En observant le marché aujourd'hui, on constate que l'écart de spread s'est élargi à environ 463 points de base (pb), contre une moyenne historique de 320 pb sur cinq ans – ce qui suggère qu'il y a de la place pour une compression des spreads dans certaines parties du segment à haut rendement. Ceci est en partie dû au fait qu'une grande partie des entreprises en Russie et en Ukraine, ainsi qu'une poignée en Turquie et en Amérique latine, ont été déclassées en haut rendement en raison des risques dans ces pays. Dans certains cas, les flux sortants ont exacerbé la faiblesse des données techniques, entraînant un élargissement des spreads des entreprises au-delà de ce que les fondamentaux suggèrent – d'autant plus que bon nombre de ces émetteurs sont de grandes sociétés de marchés émergents diversifiées à l'échelle mondiale - et ont permis de faire émerger des émetteurs solides à des prix attractifs. Il peut également être avantageux de considérer la dette à court terme des pays émergents, qui est moins corrélée aux mouvements des taux et peut donc offrir une opportunité de rendement supplémentaire et de diversification, avec moins de volatilité.
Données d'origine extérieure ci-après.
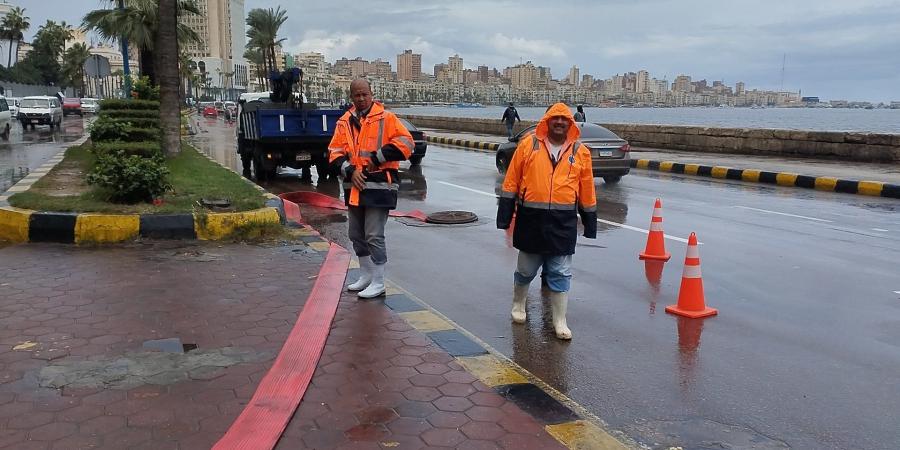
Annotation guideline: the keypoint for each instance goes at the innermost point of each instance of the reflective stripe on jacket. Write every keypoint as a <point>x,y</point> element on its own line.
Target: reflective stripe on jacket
<point>380,136</point>
<point>548,198</point>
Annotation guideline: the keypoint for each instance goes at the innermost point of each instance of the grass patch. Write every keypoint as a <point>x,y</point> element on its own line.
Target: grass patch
<point>192,175</point>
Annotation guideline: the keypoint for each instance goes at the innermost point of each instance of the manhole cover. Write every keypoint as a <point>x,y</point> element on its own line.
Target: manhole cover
<point>451,217</point>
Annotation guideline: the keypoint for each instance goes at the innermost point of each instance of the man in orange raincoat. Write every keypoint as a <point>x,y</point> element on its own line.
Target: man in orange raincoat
<point>366,151</point>
<point>548,184</point>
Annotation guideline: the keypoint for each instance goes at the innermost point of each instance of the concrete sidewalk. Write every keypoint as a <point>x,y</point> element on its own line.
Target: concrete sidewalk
<point>161,346</point>
<point>887,173</point>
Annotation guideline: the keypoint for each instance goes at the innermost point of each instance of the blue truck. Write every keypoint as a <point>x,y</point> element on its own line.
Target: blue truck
<point>280,129</point>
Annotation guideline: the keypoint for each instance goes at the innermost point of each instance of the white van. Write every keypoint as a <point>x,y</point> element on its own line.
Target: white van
<point>5,118</point>
<point>40,110</point>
D'un point de vue sectoriel, il y a lieu de se montrer plus défensif dans cet environnement, en se détournant des cycliques et des titres de moindre qualité et en réduisant l'exposition aux sociétés qui dépendent davantage des États-Unis et de la zone euro, en particulier si l'on s'attend à un ralentissement de la croissance économique, voire à une récession, dans ces régions. Des opportunités restent présentes dans les obligations liées aux énergies renouvelables. Bien que les difficultés techniques l'emportent actuellement sur l’engouement dont bénéficient ces obligations, le fort élan en faveur de l'ESG s'avérera probablement positif à long terme.

La dette des pays émergents continuera vraisemblablement à être confrontée à des défis à l'avenir, étant donné le nombre important de risques qui se profilent à l'horizon. Dans cet environnement, des opportunités continuent d'émerger, en particulier dans les crédits et les pays où un contexte technique difficile a entraîné un élargissement des spreads au-delà de ce que les fondamentaux suggèrent. Cependant, comme toujours, la sélection des crédits et des pays est importante et continuera à être un facteur de différenciation de la performance. Les gérants actifs qui évaluent attentivement le risque et adoptent une approche fondamentale ascendante pour analyser le crédit devraient être les mieux placés pour naviguer dans ce paysage difficile, tout en identifiant les secteurs capables de résister aux incertitudes à venir.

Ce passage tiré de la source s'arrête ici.